I'm studying derivatives 101 and I can't get my head around the phrasing "with respect to" something.
Eg in chain rule we calculate the derivative of outer function with respect to inner + derivative of inner with respect to x. But what does it actually mean (in human language) to say a derivative is "with respect to" anything at all?
Thanks a ton.
Best Answer
If a function depends on only one variable, then its derivative is of course 'with respect to' that one variable, because the function only depends on one parameter, so there is no need to distinguish which parameter we are talking about.
But if it depends on two variables it is slightly more clear. For $f(x,y)$, the derivative with respect to $x$, is $\frac{df}{dx}$ and the derivative with respect to $y$ is $\frac{df}{dy}$. So if we let $$ f(x,y) = x + y^2 \\ \frac{\partial f}{\partial x} = 1 \\ \frac{\partial f}{\partial y} = 2 y $$ we can see these quantities are not the same.

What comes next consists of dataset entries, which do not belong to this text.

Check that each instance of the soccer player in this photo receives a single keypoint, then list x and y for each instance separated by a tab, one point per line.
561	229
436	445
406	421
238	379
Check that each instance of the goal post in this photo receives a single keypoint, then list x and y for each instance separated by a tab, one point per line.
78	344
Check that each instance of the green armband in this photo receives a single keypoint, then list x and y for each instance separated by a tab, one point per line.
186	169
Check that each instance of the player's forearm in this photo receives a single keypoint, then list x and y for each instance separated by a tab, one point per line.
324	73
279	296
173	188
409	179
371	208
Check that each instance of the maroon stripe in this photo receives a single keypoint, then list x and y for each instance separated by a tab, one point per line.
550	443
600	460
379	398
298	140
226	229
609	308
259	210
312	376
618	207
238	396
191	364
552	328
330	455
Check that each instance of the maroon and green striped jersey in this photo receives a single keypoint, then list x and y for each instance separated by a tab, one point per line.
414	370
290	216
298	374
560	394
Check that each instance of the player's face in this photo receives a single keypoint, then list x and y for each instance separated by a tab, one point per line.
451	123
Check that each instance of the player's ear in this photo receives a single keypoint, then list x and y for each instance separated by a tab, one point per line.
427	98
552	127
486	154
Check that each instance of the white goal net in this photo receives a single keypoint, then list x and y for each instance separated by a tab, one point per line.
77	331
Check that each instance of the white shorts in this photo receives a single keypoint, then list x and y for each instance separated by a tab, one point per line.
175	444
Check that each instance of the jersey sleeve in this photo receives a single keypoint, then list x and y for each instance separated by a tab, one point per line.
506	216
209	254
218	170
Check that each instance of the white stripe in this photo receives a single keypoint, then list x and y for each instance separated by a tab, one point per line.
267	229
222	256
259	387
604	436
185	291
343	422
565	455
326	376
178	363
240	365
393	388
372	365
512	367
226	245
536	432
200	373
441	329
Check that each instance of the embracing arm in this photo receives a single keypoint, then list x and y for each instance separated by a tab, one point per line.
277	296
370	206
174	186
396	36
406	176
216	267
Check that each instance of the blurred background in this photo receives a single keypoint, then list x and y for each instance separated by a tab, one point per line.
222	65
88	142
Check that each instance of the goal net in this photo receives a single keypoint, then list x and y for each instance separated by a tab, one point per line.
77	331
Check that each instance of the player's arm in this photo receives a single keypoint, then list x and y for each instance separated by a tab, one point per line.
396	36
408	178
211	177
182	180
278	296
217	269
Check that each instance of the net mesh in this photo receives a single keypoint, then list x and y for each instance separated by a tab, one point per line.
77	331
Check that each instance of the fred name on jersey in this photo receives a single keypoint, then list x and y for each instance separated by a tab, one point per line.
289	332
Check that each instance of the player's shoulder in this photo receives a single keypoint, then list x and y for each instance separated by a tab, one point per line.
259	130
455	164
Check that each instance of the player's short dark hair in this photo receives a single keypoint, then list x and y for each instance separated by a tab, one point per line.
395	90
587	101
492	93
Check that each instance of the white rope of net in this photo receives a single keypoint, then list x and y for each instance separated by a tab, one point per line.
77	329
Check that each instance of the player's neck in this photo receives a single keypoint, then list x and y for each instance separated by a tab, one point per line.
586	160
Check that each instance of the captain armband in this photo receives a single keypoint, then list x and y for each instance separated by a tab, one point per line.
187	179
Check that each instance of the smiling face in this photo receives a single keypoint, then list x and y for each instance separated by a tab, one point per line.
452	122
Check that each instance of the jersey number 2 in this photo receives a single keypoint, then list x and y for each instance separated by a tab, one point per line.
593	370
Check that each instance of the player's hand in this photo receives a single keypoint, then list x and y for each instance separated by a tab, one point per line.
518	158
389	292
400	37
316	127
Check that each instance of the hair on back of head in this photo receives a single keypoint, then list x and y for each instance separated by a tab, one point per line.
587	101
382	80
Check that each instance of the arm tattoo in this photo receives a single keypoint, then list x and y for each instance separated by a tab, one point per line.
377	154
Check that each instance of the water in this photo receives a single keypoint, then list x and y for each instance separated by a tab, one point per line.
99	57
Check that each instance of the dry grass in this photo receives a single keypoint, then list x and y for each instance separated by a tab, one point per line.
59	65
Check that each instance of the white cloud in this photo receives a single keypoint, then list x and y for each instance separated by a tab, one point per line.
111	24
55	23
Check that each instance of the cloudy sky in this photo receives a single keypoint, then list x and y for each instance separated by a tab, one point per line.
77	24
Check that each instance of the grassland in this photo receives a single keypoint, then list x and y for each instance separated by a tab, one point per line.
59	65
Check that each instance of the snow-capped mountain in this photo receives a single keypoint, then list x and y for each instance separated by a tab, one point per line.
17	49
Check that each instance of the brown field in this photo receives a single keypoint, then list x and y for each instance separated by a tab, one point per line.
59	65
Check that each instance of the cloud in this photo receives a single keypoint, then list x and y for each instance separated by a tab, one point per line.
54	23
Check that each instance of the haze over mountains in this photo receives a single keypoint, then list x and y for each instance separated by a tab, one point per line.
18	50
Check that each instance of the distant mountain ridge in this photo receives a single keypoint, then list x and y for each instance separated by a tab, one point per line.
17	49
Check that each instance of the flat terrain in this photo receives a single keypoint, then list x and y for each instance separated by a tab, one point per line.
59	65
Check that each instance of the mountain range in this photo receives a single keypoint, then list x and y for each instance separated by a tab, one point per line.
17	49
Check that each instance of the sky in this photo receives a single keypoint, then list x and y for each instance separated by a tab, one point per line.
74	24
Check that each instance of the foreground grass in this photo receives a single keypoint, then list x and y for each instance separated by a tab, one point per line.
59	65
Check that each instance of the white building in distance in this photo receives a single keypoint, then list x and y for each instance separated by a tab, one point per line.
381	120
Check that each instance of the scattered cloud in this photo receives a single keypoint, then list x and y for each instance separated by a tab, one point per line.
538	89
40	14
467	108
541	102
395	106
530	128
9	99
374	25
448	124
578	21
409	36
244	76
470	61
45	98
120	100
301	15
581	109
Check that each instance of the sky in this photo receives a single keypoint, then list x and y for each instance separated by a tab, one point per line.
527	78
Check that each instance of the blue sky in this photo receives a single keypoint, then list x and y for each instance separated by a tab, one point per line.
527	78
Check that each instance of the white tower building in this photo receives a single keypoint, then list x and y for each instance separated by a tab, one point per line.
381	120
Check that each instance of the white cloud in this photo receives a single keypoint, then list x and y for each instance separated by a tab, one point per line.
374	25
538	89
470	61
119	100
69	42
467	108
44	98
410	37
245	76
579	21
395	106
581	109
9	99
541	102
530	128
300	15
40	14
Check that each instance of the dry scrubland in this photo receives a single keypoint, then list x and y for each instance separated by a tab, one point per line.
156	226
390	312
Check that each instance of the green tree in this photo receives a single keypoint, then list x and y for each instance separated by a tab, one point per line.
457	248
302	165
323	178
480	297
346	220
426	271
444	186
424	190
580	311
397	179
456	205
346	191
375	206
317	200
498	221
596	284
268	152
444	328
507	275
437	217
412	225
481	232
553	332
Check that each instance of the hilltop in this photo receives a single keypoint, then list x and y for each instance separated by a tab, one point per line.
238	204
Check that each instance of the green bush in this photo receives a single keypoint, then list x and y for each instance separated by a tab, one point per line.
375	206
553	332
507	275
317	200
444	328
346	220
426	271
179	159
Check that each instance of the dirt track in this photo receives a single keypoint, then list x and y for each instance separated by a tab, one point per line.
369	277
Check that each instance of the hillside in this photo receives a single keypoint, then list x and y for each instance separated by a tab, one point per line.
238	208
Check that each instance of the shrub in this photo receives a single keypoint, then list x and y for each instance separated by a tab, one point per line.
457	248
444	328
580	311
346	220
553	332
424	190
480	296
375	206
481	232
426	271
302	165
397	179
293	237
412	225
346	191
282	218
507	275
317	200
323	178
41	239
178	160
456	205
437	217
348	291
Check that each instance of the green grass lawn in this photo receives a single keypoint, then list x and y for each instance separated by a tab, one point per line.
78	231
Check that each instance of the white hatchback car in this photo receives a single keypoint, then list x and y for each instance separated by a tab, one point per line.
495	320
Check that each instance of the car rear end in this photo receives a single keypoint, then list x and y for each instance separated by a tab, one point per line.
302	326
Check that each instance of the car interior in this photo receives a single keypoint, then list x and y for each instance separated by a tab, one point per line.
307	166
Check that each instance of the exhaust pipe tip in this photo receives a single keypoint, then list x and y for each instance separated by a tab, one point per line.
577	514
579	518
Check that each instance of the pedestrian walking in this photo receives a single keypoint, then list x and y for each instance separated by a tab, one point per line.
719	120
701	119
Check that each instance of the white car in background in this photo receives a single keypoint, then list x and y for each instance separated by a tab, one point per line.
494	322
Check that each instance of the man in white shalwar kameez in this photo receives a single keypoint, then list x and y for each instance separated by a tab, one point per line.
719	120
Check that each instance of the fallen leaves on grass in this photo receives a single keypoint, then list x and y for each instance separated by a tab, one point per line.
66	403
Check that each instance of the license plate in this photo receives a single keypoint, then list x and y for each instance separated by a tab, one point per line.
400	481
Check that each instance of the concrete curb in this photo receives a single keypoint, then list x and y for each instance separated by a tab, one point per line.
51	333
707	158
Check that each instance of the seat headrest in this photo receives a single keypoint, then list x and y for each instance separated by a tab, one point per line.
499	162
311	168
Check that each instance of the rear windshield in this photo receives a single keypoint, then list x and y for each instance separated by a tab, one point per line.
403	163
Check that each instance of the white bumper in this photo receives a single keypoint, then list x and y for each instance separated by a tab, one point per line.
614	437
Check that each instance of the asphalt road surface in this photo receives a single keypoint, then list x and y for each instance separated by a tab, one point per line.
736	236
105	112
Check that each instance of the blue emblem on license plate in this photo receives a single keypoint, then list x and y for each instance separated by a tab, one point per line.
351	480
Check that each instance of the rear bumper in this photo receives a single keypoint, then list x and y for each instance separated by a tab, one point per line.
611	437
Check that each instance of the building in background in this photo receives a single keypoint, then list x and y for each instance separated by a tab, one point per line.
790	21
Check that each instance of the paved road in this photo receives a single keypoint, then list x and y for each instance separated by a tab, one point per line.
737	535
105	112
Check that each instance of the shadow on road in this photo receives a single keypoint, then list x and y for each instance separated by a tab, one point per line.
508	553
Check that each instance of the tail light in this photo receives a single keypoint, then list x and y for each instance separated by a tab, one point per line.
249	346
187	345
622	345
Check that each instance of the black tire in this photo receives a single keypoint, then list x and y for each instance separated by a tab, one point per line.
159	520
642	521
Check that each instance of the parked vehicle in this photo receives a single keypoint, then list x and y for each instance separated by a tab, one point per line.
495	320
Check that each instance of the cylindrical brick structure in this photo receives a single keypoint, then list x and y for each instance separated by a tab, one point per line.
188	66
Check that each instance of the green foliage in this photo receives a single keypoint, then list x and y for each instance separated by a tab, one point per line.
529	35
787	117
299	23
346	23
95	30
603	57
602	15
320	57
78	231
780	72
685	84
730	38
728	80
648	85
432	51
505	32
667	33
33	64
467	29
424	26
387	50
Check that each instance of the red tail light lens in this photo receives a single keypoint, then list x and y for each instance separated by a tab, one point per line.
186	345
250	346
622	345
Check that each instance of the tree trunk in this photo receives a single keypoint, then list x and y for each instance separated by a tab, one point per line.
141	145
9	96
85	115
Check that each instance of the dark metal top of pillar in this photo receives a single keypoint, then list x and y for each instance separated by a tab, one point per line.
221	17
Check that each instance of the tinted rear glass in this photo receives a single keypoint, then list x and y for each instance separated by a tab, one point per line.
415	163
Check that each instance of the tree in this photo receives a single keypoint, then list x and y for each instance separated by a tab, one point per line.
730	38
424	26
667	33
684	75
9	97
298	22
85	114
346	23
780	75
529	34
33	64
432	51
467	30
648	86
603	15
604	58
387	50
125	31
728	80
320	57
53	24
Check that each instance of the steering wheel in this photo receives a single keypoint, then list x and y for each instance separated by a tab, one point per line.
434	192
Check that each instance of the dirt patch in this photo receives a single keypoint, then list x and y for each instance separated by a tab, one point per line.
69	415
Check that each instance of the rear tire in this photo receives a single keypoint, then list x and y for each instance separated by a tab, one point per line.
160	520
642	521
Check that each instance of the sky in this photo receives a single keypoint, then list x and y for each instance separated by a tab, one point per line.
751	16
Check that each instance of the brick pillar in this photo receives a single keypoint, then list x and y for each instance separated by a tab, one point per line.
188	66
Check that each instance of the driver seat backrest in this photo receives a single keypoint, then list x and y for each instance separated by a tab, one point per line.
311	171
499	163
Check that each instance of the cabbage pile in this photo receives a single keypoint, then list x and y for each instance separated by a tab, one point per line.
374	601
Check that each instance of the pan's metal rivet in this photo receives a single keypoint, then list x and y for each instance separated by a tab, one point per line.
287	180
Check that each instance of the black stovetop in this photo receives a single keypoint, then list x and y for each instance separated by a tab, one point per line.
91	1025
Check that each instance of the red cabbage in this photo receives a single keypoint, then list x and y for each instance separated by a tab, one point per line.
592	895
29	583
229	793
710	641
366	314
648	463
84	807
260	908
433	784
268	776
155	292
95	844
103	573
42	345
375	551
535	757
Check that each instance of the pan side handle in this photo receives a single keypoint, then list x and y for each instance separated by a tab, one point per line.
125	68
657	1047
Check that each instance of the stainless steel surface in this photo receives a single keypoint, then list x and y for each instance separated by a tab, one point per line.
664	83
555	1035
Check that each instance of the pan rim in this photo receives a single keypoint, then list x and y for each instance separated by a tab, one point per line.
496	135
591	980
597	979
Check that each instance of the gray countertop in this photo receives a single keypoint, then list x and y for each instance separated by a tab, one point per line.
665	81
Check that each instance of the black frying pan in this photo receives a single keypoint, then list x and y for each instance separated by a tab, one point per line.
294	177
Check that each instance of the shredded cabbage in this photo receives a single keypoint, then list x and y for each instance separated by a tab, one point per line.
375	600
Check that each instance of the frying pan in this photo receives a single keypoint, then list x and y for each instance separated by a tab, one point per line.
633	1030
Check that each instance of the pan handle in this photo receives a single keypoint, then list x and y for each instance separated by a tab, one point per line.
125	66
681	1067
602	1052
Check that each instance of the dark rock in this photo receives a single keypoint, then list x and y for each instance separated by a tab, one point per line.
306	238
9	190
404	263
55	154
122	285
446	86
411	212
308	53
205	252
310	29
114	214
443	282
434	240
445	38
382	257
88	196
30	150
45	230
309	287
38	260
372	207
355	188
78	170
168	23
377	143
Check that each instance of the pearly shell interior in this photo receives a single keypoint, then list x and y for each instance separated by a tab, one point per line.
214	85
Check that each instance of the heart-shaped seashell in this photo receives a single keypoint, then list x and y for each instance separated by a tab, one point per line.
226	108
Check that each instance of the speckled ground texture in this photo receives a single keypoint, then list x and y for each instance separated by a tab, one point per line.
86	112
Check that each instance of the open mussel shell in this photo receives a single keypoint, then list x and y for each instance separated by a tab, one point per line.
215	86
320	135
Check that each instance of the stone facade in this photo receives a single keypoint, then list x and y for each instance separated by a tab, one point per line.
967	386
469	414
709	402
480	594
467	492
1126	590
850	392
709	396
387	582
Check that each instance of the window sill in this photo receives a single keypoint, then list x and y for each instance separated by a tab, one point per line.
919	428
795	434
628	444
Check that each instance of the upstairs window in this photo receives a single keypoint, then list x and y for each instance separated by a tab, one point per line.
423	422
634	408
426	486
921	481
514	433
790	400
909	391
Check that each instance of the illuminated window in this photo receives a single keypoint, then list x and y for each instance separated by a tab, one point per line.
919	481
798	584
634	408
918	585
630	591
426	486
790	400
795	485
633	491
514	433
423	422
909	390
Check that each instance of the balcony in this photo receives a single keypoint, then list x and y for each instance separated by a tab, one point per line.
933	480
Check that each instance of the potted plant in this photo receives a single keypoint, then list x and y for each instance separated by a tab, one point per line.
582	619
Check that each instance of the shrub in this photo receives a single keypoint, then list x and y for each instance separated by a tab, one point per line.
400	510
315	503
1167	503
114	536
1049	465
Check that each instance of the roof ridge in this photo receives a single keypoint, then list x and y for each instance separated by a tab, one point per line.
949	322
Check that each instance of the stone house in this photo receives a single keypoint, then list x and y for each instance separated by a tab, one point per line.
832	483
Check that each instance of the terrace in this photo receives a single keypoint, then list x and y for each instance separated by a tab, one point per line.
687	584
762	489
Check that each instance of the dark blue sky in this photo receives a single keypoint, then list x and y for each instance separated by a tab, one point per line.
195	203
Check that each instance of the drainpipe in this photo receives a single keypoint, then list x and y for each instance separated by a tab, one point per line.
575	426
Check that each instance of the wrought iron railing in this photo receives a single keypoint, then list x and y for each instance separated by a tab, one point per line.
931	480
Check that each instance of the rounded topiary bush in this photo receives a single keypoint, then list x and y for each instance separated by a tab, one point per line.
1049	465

The derivative with respect to $x$ is: "at what rate does $f$ change as $x$ changes", in this case it is a constant, $1$. At what rate does $f$ change as $y$ changes, i.e. "the derivative with respect to $y$", which goes like $2y$.
I hope that is what you are looking for.
Note: Hurkyl's comments below are very important, in this instance we have to use a slightly different notation $\partial$ for the derivative where there is more than one parameter, because there may be co-dependence between parameters. I had originally intended to keep the explanation simple as you had indicated it was 'derivatives 101'.